Um indicador é o número de empresas que estabeleceram metas de emissões como parte da iniciativa Science Based Targets, ou SBTi, uma organização global sem fins lucrativos. Esse número cresceu de 164 empresas no final de 2018 para mais de 6.600 em Novembro de 2024. E milhares de outras comprometeram-se a reduzir as suas emissões.

No entanto, nem sempre é um caminho tranquilo. Algumas dessas empresas – incluindo grandes nomes como Microsoft e Walmart – tiveram de recuar em alguns dos seus compromissos com o SBTi.

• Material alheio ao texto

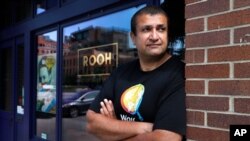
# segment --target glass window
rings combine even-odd
[[[0,48],[0,110],[12,111],[12,53],[11,48]]]
[[[57,5],[58,0],[36,0],[36,14],[41,14]]]
[[[97,140],[86,133],[85,113],[112,70],[137,58],[129,37],[130,19],[142,7],[63,29],[63,141]],[[71,63],[67,63],[69,60]],[[91,96],[82,102],[77,99],[86,94]]]
[[[16,1],[16,22],[31,17],[32,14],[32,0],[18,0]]]
[[[0,29],[4,29],[12,24],[12,1],[5,0],[1,1],[0,8],[4,9],[4,12],[0,12]]]
[[[43,44],[43,46],[39,46]],[[37,136],[55,140],[56,131],[56,47],[57,32],[37,36]],[[48,50],[52,50],[50,53]]]
[[[24,114],[24,45],[17,45],[17,113]]]

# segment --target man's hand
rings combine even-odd
[[[101,103],[101,109],[100,112],[102,115],[116,119],[114,105],[111,100],[104,99]]]

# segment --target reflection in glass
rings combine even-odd
[[[142,7],[63,29],[64,141],[97,140],[85,131],[85,113],[110,73],[119,64],[137,58],[129,37],[130,19]]]
[[[37,136],[55,140],[57,32],[37,36]]]
[[[24,114],[24,45],[17,45],[17,113]]]
[[[36,14],[41,14],[46,10],[55,7],[57,0],[36,0]]]
[[[12,98],[12,53],[11,48],[0,48],[0,110],[11,111]]]

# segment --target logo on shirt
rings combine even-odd
[[[141,101],[144,94],[144,86],[142,84],[134,85],[126,89],[121,96],[121,105],[122,108],[132,115],[137,114],[139,119],[143,121],[142,116],[138,112],[138,109],[141,105]]]

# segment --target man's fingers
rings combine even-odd
[[[104,104],[104,102],[101,102],[101,106],[102,106],[102,111],[103,111],[103,115],[105,115],[105,116],[109,116],[109,112],[108,112],[108,110],[107,110],[107,107],[106,107],[106,105]]]

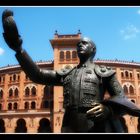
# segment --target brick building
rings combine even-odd
[[[61,69],[78,64],[76,43],[81,33],[58,35],[50,40],[53,61],[40,61],[42,69]],[[118,60],[94,60],[116,70],[116,76],[128,98],[140,106],[140,63]],[[106,94],[107,97],[107,94]],[[0,68],[0,132],[60,133],[63,109],[63,88],[33,83],[20,65]],[[128,133],[140,132],[140,118],[122,118]]]

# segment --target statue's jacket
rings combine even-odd
[[[62,127],[70,126],[74,127],[75,132],[86,132],[94,125],[93,122],[86,120],[85,116],[86,111],[92,108],[94,103],[102,103],[111,107],[113,115],[103,124],[113,125],[114,132],[124,131],[118,121],[118,116],[126,113],[140,116],[139,108],[124,95],[123,89],[115,77],[115,71],[110,67],[91,63],[90,65],[78,65],[71,69],[42,70],[35,65],[24,50],[18,52],[16,58],[33,82],[64,87],[65,115]],[[110,95],[108,99],[104,98],[106,91]],[[73,113],[73,111],[77,113]],[[111,129],[112,126],[107,127],[105,132],[111,132]]]

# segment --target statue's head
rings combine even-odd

Estudamos a história dos compromissos da SBTi para compreender esses compromissos e o que pode prejudicá-los. Acreditamos que há mais na história destes retrocessos do que aparenta.

O que é zero líquido?

Para compreender os compromissos climáticos corporativos, comecemos com o conceito de “net zero”.

O Acordo de Paris, um tratado internacional sobre alterações climáticas, visa limitar o aquecimento global bem abaixo dos 2 graus Celsius (3,6 Fahrenheit) e, idealmente, a 1,5 C (2,7 F). Alcançar a meta mais ambiciosa de 1,5 C exigirá atingir emissões líquidas zero de gases com efeito de estufa por volta de 2050.

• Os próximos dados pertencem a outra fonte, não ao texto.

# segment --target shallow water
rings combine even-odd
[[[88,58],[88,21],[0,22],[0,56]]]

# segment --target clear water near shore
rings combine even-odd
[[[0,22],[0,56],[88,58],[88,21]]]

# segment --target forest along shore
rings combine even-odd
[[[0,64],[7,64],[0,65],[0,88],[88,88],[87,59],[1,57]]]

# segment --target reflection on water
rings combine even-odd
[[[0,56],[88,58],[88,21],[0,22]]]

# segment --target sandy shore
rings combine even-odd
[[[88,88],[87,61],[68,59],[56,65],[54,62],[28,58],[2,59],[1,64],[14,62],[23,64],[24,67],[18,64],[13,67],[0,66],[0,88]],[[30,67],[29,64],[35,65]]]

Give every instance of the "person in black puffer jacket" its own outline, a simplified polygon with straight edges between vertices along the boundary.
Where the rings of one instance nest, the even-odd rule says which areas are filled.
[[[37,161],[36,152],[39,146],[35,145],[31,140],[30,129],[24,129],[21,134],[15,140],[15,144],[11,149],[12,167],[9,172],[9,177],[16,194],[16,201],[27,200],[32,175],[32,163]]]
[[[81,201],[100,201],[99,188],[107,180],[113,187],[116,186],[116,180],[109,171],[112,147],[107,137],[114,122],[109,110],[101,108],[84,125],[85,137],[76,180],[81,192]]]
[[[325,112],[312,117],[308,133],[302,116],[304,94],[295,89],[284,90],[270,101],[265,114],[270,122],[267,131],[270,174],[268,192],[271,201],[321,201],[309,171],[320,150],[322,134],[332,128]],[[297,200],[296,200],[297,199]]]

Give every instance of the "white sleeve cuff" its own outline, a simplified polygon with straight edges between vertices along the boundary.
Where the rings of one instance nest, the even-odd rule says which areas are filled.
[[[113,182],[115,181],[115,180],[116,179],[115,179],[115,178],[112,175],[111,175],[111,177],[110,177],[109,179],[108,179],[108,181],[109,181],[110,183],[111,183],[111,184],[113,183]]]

O zero líquido é o ponto em que a quantidade de gases com efeito de estufa libertados na atmosfera é equilibrada pelos gases com efeito de estufa removidos, quer através de fontes naturais como florestas, quer de tecnologias como a captura e armazenamento de carbono.

A iniciativa Science Based Targets, desenvolvida juntamente com o Acordo de Paris em 2015, fornece uma estrutura para ajudar as empresas a alinharem os seus esforços com a meta de 1,5 C.

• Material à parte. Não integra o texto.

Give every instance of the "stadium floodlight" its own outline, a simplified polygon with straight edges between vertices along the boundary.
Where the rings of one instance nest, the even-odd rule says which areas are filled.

Os compromissos do SBTi cresceram rapidamente

Para aderir à iniciativa, as empresas começam por assinar uma carta de compromisso para definir metas de curto prazo (2030) e longo prazo (2050) para a redução das suas emissões. As empresas têm 24 meses para desenvolver metas que sigam as diretrizes da SBTi. Caso as metas sejam validadas e aprovadas pela SBTi, a empresa divulga publicamente suas metas. As metas devem ser revalidadas a cada cinco anos ou expirarão.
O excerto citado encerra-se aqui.